Blogs can sometimes get too serious and depressing. It’s time for lightening up a little. I have always wished I could find more of Sydney Smith on the web or in the libraries. What I have found was sparse but worth passing on.

One of my San Diego friends recently extolled the quality and quixocity of English humor. (Ah me! I have just invented a word). That special talent goes back a ways (English Humor, that is, not word creation). Sydney Smith was the funny man of England in the first half of the 19th Century.  His letters and bon mots were legion and hilarious.  Among his host of correspondents were Daniel Webster, Mark Twain, Charles Dickens, and hundreds of others.  He was a Minister in the Church of England. But I must say he had some highly irreverent things to say about bishops and other such creatures. 

One of his quotes I especially liked - "Don't mind poor Sir Jeffrey. Only last week he was heard to make insulting remarks about the equator." 

Since we have recently been plagued by a rash of tragic railway crashes it seemed relevant to clarify the state of railway safety and how it has (or has not) progressed in the last 170 years. Sydney Smith has contributed his bit to this debate.

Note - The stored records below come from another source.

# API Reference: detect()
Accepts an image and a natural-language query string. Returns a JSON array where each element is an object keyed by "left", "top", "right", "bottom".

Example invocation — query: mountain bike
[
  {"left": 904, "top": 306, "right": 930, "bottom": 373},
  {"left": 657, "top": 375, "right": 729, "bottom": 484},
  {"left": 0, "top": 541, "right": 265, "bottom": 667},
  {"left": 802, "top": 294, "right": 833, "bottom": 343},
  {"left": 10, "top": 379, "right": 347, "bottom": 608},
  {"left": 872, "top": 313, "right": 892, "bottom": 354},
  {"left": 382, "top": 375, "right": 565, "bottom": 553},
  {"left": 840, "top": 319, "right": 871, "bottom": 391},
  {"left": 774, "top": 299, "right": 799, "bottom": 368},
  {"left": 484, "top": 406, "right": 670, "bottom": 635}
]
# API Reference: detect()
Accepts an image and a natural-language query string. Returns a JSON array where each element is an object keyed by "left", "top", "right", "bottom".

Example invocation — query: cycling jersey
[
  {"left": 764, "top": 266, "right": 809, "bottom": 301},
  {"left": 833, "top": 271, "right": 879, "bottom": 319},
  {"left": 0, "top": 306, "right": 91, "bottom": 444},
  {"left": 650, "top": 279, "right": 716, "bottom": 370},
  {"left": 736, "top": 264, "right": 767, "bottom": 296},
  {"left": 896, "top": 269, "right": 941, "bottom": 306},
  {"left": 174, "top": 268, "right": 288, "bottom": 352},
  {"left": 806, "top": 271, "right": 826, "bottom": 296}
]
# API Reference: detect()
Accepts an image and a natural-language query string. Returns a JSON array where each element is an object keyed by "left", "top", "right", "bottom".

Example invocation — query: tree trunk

His greatest and longest running satirical battle was with the board of directors of the Great Western Railway that ran west out of Paddington.  He was finally denounced in Parliament as a Coward by some Colonel Blimp, one of the Directors.  All this occurred in about 1845 when railways were in their infancy.  It seems there was a great train wreck in Paris in which hundreds were roasted to death in a fiery train crash. Our friend Smith wanted to force the Directors to unlock the doors on the coaches of the GW so that the passengers could all leap to safety when the train crashed (which they frequently did in those days).  He claimed that only idiots would open the doors and jump out when the carriage was in motion at the breathtaking speed of 30 mph and we might be just as well off without them.  The railway had in fact left one door in each coach open for such emergencies but Smith decried the possibility that the coach might overturn on the side of the unlocked door thereby trapping people in the fiery aftermath.  The Director's argument that "off side doors certainly could not be left open as the passengers might leap out into the path of an oncoming train approaching from the other direction." Smith noted that should the coach catch fire and he should find himself on the off side he would quickly head for the embankment not only to avoid the oncoming train which might not come along for a half hour or so but also to avoid being toasted to a light brown by the raging fire of the burning coach.  Smith felt that the safety regulations would never be amended until someone with at least the rank of a Bishop suffered immolation. He said we would all regret the loss of such an eminent person but the public gain might make it worth it.

I hope you enjoyed the tale. Most of it has been paraphrased from Smith's writings. Consult Bartlett's Familiar Quotations for more Smith material - sadly too brief.